Kevin Harvick blasted Stephen A. Smith for saying NASCAR drivers are not athletes, taking the debate to the Speed podcast and arguing that anyone who does not understand racing should stay out of the argument. Harvick said Smith was chasing clicks and speaking on a sport he knows nothing about.
“If you don’t know anything about racing, just keep your opinion to yourself because you shouldn’t even have an opinion if you don’t know anything about a sport,” Harvick said. He added that Smith was “looking for clicks on something he knows absolutely nothing about what he’s talking about.”
The dispute started after Smith said NASCAR drivers “don’t count” in the athlete category while responding to a fan who called Richard Petty one of the greatest athletes. Smith argued that driving a car is not the same as other sports, saying, “You’re driving a car! I’m being honest, it’s a great sport. But come on, bro. Getting behind the wheel of a car is not the same. You can be behind the wheel of a car in your 60s and 70s, for crying out loud. A golfer is not an athlete. A NASCAR driver is not an athlete,”
Harvick tried to answer that argument with numbers. He said he had Polar make him a smartwatch to wear during races, and the first race showed over 3,000 calories burned. Harvick said the company called him back because it thought something was wrong, so he wore a replacement watch, which showed close to 2,500 calories burned. He said those kinds of caloric burn levels or heart-rate changes are only seen in marathon runners.
The numbers are central to the broader fight over what counts as athletic effort. A NASCAR driver can burn anywhere from 2,500 to 5,000 calories during a race, while NBA players can burn 900 to 1,000 calories in around 20 minutes and 1,200 to 1,500 calories when they play 30-plus minutes. That comparison has helped fuel a debate that has now pulled in multiple drivers.
Denny Hamlin said a normal person’s body is not trained to do what NASCAR drivers do. “The strength and the stamina is the part that no casual person would be able to do. If you’re going to use that part of the definition, we are absolutely athletes, and he’s incorrect,” Hamlin said.
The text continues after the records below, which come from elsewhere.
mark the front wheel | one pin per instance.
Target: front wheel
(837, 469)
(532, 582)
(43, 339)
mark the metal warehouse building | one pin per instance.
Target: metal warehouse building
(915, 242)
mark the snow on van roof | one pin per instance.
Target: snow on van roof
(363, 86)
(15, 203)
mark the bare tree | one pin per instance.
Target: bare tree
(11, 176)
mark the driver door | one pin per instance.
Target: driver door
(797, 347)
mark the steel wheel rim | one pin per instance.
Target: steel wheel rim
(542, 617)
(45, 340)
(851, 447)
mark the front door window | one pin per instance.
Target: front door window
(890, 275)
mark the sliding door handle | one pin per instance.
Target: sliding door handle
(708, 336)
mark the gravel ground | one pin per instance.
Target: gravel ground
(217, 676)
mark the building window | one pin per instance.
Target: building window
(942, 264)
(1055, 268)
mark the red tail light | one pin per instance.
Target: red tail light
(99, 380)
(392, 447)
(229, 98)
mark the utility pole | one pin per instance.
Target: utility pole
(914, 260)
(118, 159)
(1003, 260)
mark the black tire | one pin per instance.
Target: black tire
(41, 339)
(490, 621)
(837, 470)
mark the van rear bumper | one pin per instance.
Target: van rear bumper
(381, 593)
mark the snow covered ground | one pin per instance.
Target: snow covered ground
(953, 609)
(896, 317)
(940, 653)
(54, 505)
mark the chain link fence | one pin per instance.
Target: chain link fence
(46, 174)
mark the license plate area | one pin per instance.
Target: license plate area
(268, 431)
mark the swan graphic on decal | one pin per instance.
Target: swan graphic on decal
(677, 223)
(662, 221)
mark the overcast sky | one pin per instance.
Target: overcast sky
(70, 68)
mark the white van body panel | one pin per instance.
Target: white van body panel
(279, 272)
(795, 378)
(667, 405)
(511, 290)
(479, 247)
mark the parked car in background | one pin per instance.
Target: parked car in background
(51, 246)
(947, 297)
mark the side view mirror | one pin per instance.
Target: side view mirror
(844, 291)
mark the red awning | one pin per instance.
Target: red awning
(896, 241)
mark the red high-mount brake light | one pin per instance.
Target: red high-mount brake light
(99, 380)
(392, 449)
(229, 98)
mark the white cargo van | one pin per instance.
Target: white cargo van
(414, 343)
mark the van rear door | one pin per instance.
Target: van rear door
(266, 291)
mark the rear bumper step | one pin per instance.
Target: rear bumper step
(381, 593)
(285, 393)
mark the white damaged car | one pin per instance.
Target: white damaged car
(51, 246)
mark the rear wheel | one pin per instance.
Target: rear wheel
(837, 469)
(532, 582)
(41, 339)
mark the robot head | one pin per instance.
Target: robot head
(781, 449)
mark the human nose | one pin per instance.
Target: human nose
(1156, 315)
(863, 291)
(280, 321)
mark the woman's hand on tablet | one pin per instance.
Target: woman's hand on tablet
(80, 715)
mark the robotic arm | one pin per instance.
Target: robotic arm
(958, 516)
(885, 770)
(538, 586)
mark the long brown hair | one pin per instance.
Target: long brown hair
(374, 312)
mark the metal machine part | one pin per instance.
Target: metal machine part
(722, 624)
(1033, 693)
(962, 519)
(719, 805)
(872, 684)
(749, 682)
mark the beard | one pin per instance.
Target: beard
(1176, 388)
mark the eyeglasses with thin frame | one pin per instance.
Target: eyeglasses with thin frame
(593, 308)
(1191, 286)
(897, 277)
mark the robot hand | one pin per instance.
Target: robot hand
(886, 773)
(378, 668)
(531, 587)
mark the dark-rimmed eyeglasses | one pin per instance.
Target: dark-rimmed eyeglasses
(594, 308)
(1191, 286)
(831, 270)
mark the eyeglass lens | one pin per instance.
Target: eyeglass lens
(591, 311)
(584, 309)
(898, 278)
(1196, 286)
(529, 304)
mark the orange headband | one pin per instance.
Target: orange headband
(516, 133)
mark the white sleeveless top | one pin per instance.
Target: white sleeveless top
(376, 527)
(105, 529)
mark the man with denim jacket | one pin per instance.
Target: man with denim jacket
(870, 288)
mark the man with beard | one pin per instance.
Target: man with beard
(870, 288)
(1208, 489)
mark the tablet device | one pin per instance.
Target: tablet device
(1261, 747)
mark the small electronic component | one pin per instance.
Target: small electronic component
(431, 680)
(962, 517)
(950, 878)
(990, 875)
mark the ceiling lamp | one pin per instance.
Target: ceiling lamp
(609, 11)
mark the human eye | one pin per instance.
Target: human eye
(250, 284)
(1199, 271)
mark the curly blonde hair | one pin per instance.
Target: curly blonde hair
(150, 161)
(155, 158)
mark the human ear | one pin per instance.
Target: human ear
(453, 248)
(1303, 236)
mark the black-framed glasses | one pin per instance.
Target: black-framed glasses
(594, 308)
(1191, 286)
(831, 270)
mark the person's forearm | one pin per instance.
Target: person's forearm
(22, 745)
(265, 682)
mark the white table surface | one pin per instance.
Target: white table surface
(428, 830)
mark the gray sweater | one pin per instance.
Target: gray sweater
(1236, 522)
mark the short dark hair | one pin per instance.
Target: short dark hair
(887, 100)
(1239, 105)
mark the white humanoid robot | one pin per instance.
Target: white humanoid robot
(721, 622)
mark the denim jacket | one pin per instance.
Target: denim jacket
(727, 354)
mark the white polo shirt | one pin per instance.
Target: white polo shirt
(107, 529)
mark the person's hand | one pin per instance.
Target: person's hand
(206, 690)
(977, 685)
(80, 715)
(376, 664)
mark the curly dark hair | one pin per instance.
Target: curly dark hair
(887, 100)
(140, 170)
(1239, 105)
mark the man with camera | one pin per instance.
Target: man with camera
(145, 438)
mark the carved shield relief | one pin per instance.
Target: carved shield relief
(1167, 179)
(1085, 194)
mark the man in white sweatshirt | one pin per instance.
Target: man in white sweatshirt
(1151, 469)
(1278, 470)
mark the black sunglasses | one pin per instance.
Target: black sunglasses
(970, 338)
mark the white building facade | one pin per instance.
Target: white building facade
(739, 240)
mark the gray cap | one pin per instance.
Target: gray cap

Ryan Preece also weighed in, saying, “I’d love for him to go tumbling 13 times, have black eyes, and show up next week doing what you got to do,” a reference to the kind of punishment drivers can take and still return to race. Harvick later pushed back again on Smith’s relevance jab, saying, “Do I look like somebody that needs to be relevant? I am relevant. I have a show that airs nationwide every weekday for two hours on radio after I have a national number one morning show on television or two hours every day for the last 14 years. What are you talking about? This is the problem. Can we grow up? Can we grow up?”
The back-and-forth has turned into a public referendum on NASCAR’s physical demands, with drivers using calorie counts, endurance and crash recovery to argue their case. Smith has already made clear where he stands. The drivers are responding with the one thing they think settles it: what their bodies go through when the green flag drops.